Sigara bağımlılığıyla kanser arasında yakın bir ilişki olduğunu belirten Prof. Dr. Gökhan Demir, akciğer kanserinden korunmak isteyenlere şunları söyledi: “Akciğer kanseri ve sigara arasındaki ilişkinin araştırıldığı çok sayıda çalışma gösteriyor ki; tüketilen sigara miktarı ve kaç yıl boyunca içildiği akciğer kanseri oluşumuyla bire bir ilişkili. Ancak sigaranın az içilmesi kanser oluşma riskini azaltmıyor. Günde iki üç tane sigara içen, yirmi otuz tane sigara içene oranla daha az oranda kansere yakalansa da, hiç içmeyenlerle kıyaslandığında kanser riski daha yüksek. Kanserden korunmak için mutlaka düzenli ve sağlıklı beslenmemiz gerekiyor. Aşırı alkol tüketmememiz ve Akdeniz diyeti ile beslenmemiz; aşırı tuzlu gıdalardan, içerisinde katkı maddesi bulunan gıdalardan uzak durmamız; bol miktarda sebze, meyve, salata, zeytinyağlı yiyecek ve balık tüketmemiz; aşırı tuzlanmış, tütsülenmiş gıdalardan uzak durmamız gerekiyor. Bu önlemlerin dışında iki önemli şeyi de mutlaka yapmak şart: ideal kilomuzu korumak ve düzenli egzersiz yapmak.”
“Sadece tedavide değil, teşhiste de önemli gelişmeler var”

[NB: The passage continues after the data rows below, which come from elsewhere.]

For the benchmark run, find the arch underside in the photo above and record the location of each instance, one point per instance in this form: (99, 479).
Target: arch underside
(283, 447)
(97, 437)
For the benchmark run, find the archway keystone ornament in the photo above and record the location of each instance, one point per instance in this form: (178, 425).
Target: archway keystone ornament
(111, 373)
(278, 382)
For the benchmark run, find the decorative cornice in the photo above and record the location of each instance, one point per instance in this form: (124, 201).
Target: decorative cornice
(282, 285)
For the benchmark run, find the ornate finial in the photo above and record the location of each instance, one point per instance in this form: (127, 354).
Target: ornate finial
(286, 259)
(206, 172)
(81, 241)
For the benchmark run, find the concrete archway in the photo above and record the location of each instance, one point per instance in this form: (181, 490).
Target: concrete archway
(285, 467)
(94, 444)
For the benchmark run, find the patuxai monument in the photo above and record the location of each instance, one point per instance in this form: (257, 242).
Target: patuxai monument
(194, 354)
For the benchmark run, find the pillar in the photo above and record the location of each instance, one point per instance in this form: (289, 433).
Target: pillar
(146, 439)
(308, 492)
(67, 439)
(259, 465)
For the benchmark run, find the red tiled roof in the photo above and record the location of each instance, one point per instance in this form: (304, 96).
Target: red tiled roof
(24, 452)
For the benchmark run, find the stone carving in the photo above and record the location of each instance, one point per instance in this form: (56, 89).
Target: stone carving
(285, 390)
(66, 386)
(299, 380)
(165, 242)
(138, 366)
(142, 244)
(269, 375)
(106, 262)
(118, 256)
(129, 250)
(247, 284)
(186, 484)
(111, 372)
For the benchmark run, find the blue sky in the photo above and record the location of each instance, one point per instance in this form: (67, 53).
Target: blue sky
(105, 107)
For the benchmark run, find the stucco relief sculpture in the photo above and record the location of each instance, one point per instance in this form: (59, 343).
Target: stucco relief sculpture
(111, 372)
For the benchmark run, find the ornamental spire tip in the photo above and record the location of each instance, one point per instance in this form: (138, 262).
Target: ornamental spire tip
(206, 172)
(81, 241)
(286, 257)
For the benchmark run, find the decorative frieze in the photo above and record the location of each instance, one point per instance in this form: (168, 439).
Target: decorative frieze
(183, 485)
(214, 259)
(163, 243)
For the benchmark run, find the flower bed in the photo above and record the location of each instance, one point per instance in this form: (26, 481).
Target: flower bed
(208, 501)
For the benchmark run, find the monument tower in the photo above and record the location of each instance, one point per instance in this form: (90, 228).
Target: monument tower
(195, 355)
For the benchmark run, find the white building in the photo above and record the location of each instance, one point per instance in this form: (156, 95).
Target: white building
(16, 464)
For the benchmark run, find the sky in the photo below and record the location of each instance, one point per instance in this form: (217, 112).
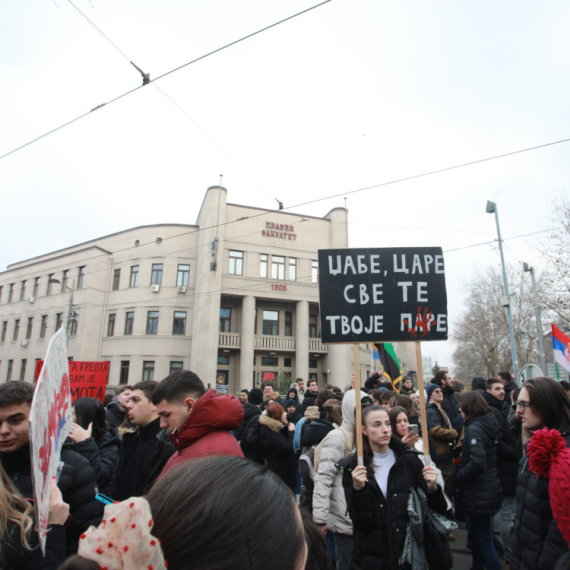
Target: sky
(351, 95)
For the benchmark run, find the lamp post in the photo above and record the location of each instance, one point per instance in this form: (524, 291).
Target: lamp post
(529, 269)
(492, 209)
(70, 308)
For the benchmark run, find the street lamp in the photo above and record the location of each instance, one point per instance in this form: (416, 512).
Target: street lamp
(492, 209)
(70, 309)
(529, 269)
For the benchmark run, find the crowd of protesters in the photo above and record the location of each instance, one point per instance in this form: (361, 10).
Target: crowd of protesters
(172, 474)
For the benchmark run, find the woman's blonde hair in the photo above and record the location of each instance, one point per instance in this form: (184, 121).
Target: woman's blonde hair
(14, 509)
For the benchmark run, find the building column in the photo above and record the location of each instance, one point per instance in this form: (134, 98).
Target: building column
(302, 341)
(247, 342)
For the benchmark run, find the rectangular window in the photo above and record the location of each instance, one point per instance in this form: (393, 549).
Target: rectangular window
(111, 325)
(183, 276)
(236, 263)
(271, 322)
(124, 374)
(292, 269)
(129, 322)
(179, 324)
(312, 326)
(43, 326)
(156, 275)
(263, 265)
(148, 370)
(225, 319)
(134, 282)
(152, 323)
(288, 323)
(117, 279)
(80, 277)
(277, 267)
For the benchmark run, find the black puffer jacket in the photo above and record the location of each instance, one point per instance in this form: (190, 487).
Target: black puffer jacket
(508, 456)
(536, 542)
(380, 523)
(478, 486)
(78, 485)
(103, 456)
(278, 449)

Prof. Dr. Gökhan Demir akciğer kanserinin tanısında kaydedilen gelişmeleri özetledi: “Eskiden sadece ışık mikroskobu altından alınan patolojik örnekle teşhis yapabiliyorduk. Artık bunun yanına moleküler genetik analizler, likit biyopsi ve ikinci kuşak izleme yani next generation sequencing eklendi. Eskiden sadece tümörden alınan dokuda biyopsi yapılarak teşhis konulurdu. Son yıllarda likit biyopsi teknolojisiyle tümörlerden ayrılarak parçalanan hücrelerden çıkan genetik materyalin kanla izole edilmesiyle, o genetik materyalde birtakım moleküler ve genetik değişiklikler saptanabiliyor ve izlenebiliyor. Bu teknoloji hızla gelişiyor çünkü tümörler zaman içerisinde genetik yapılarını sürekli değiştiriyor. Yani bir genetik mutasyonu olan tümör bir süre sonra ikinci bir genetik bozukluk geliştirebiliyor ve bu değişiklikleri çok yakından ve sürekli takip etmek gerekiyor. Bu da günümüzde likit biyopsiyle mümkün oluyor.”